Il étudia les sciences humaines chez les jésuites et la théologie chez les dominicains. Ordonné prêtre en 1676, il exerça son ministère pendant plusieurs années dans la région de Kanara, au sud de l'Inde.

Après près de dix ans passés à Kanara, il revint à Goa où, en 1686, il fonda un oratoire de saint Philippe Néri avec un groupe d’autres prêtres, bénéficiant des conseils et de l’aide des maisons oratoriennes alors implantées au Portugal. À peine un an plus tard, en 1687, il se sentit appelé à quitter Goa pour partir en mission sur l’île de Ceylan, aujourd’hui le Sri Lanka.
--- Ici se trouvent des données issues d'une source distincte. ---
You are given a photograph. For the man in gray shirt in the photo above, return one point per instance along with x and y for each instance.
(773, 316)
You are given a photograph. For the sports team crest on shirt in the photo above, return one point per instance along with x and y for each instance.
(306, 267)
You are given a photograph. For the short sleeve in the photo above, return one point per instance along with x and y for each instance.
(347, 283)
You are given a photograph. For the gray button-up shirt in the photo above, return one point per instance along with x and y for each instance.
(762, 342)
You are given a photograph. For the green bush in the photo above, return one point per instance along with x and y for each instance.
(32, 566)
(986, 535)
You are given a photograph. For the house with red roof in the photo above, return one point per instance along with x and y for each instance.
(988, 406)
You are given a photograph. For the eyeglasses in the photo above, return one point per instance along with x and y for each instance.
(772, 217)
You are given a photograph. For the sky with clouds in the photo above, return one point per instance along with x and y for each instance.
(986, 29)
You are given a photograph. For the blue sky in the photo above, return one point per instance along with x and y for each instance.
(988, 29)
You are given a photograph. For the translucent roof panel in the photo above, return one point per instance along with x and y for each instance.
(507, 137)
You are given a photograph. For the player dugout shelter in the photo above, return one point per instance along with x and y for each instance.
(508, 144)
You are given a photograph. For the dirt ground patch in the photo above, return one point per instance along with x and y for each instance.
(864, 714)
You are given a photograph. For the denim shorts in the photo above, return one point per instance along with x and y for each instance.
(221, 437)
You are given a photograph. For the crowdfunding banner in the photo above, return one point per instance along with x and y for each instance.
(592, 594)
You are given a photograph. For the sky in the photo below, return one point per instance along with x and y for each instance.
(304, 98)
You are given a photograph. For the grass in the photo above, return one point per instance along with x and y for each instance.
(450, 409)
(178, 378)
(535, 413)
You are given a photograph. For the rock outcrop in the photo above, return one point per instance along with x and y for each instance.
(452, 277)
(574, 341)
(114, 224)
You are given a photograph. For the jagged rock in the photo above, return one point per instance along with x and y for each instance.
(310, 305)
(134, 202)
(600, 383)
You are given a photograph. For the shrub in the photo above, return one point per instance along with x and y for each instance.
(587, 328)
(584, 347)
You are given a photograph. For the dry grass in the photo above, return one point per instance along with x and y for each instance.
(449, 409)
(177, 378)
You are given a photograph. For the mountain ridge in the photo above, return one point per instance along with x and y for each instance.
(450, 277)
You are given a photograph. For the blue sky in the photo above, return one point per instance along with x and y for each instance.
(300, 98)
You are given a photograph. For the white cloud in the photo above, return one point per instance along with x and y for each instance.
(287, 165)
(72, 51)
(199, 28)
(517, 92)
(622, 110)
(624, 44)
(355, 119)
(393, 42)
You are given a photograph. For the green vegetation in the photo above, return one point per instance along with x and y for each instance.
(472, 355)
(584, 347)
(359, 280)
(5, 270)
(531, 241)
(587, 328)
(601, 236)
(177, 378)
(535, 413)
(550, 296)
Il resta sur cette île pendant vingt-quatre ans, exerçant son ministère sacerdotal dans des conditions très difficiles. Il fut rigoureusement traqué et persécuté par les autorités calvinistes néerlandaises oppressives, qui voulaient mettre fin à ses efforts, menés seul mais couronnés de succès, pour reconstruire l’Église et maintenir le catholicisme en vie à Ceylan. Il devait se déplacer partout déguisé et était contraint de célébrer les sacrements en secret, la nuit.

Le père Vaz décida de s’installer dans le royaume de Kandy, à l’intérieur de l’île. À son arrivée, il fut arrêté sous l’accusation d’espionnage et emprisonné. Il fut libéré après avoir prié et obtenu ce que tous considérèrent comme une pluie miraculeuse, mettant fin à une sécheresse prolongée. Par la suite, le roi bouddhiste de Kandy lui accorda sa protection personnelle.

En 1696, plusieurs pères de l’Oratoire de Goa le rejoignirent à Ceylan, et une mission dûment constituée y fut établie. Le père Vaz refusa le poste de vicaire apostolique, préférant rester un simple prêtre missionnaire. Parmi ses autres activités pastorales, il traduisit un catéchisme et des prières dans les langues locales, le cingalais et le tamoul. Les gens l’appelaient « Sammanasu Swam » – le prêtre angélique.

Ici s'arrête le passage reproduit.